An inside view of L3Harris’ Jefferson Road Operations Center, which operates in four shifts 24 hours a day, producing 12,00 products a month. The company currently employs some 3,500 workers in Rochester, and are looking to add
100 technicians (photo provided).

RBJ: How are you addressing that challenge with the supply chain this year?

Mehnert: Because of those supply chain challenges, we are anticipating significant increases in throughput this year and are adding capacity to not only meet the backlog but also support the additional orders we are seeing, including with our international business.

We will also need to add workers as a result and are looking for about 100 technicians. That may not sound like a huge number given we have more than 3,500 workers here, but they are needed to keep up with demand.

RBJ: Will additional local workers mean more space will be needed for local operations?

Mehnert: We have focused on reconfiguring space. Last year we consolidated some operations (including the Victor site) into our Henrietta location (a 573,000-square-foot facility on Jefferson Road), which we have invested about $5 million in.

(The site operates four shifts around the clock, produces 12,000 products a month and those products contain a total of 60,000 circuit boards, according to Chris Monoski, senior director of operations at L3Harris).

Right now, we have the ability to meet our needs in the capacity we have. We’re in pretty good shape with the space we have.

RBJ: Can you talk about growth plans for the public safety side of the business?

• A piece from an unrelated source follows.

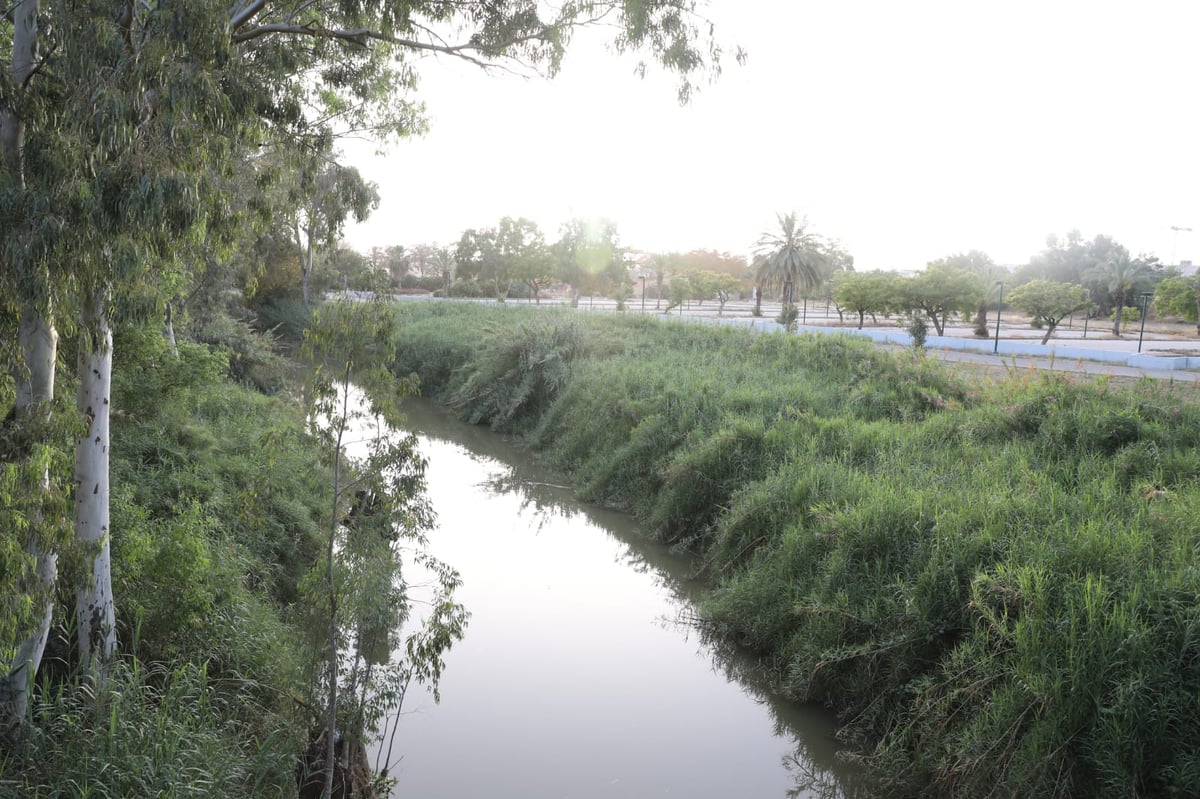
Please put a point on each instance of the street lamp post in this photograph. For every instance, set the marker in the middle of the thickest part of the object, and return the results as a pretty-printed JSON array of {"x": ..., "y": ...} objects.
[
  {"x": 1000, "y": 302},
  {"x": 1145, "y": 298}
]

Mehnert: The public safety side of the business was hit pretty hard at the onset of COVID-19, with municipalities taking the focus off of modernizing their communications systems. That said, there are still needs there and the (segment) has come back and we are now in a growth position in that market.

We were awarded a 15-year, $451 million contract from the State of Florida last year to maintain and upgrade the state’s law enforcement radio systems.

We have also worked with the National Fire Protection Association to develop a radio that can withstand extreme heat. The products are designed and produced in Rochester.

RBJ: What about growth on the tactical communications side of the business?

Mehnert: We are a world leader in that market and was recently awarded a $750 million contract from the U.S. Marine Corp. for our multi-channel handheld and vehicular radio systems. The same equipment has long been used by the U.S. Army and Air Force.

We have worked with the Ukraine Ministry of Defence since 2012 and are in daily contact to support the special forces there the best we can.

RBJ: How are you addressing the growing challenges related to cybersecurity?

Mehnert: Cyber presents challenges and opportunities. First off, we have to protect our networks and provide the highest level of security. There are sophisticated threats from adversaries. We need to have the most capable devices in the field. We need to have radios that are able to address those threats well into the future.

RBJ: What are the benefits of having business operations in Rochester?

Mehnert: Rochester is a hub for technology and innovation. It starts with the great universities we have here. We employ more engineers from Rochester Institute of Technology than anyone in the area. We also have many employees from the University of Rochester. The academic community is an asset.

There is a lot of innovative spirit here.

We also have great support from government at all levels, including representatives from local, state and federal levels of government. (Greater Rochester Chamber of Commerce president and CEO) Bob Duffy is one of the best promoters of this region.

We also work to support the region. The company reinvests more than half a billion dollars back into the community, through payroll and to our suppliers. We have great local suppliers.

Even though we have been here since 1960, I feel we are often overlooked. We are a global company that is committed to the region and I’m very proud of the work we do here.

The business is built on a strong foundation of local entrepreneurship and that goes into our thinking when it comes to products and innovation. It’s in our DNA.